Ok so after a few hours of poking around and thinking, I came up with a slightly different solution. Note that this is pretty advanced but if you’re at the point where you’re even considering sending pathfinding to background threads, I assume you can handle it. This solution begins from the assumption that RVO is of secondary importance to path finding, and blocks RVO if any async pathfinding is in progress.

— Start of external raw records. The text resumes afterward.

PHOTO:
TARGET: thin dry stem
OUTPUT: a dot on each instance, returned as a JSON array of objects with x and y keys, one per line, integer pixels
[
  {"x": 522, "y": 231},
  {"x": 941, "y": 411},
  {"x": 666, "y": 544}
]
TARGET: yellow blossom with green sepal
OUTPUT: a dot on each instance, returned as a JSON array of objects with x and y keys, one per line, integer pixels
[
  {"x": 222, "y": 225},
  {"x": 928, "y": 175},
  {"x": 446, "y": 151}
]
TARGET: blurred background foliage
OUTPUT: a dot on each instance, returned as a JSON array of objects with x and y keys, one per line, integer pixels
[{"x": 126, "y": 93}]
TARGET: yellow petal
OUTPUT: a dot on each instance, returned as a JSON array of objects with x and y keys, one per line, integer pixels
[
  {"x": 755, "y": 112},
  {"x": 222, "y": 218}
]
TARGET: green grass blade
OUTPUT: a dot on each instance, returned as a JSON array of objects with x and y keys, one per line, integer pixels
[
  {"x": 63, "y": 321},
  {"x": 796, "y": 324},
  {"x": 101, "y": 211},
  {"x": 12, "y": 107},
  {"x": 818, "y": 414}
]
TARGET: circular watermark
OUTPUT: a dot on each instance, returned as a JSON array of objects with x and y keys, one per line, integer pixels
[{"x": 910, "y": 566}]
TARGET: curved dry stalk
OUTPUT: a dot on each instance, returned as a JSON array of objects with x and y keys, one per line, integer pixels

Firstly, we create a child class of CrowdManager, override tick, create a boolean gate and an int that keeps track of async operations:
// MyCrowdManager.h
public:
static void SetAsyncInFlight(UWorld* World, bool bInFlight);
protected:
virtual void Tick(float DeltaTime) override;
bool bAsyncPathfindingInFlight;
int32 OperationsInProgress;
then we keep track of how many ongoing pathfinding requests are ongoing and only allow tick to fire if there are none:
// MyCrowdManager.cpp
void UMyCrowdManager::Tick(float DeltaTime)
{
if (!bAsyncPathfindingInFlight)
{
Super::Tick(DeltaTime);
}
}
void UMyCrowdManager::SetAsyncInFlight(UWorld* World, bool bInFlight)
{
if (auto* NavSys = FNavigationSystem::GetCurrent<UNavigationSystemV1>(World))
{
if (auto* CM = Cast<UShoniCrowdManager>(NavSys->GetCrowdManager()))
{
CM->OperationsInProgress += (bInFlight ? 1 : -1);
CM->OperationsInProgress = FMath::Max(0, CM->OperationsInProgress);
CM->bAsyncPathfindingInFlight = (CM->OperationsInProgress > 0);
}
}
}
Then, once you’ve built your async MoveTo, just make sure you fire off SetAsyncInFlight (true) before calling the asyn pathfind and then again (false) when your bound delegate is fired.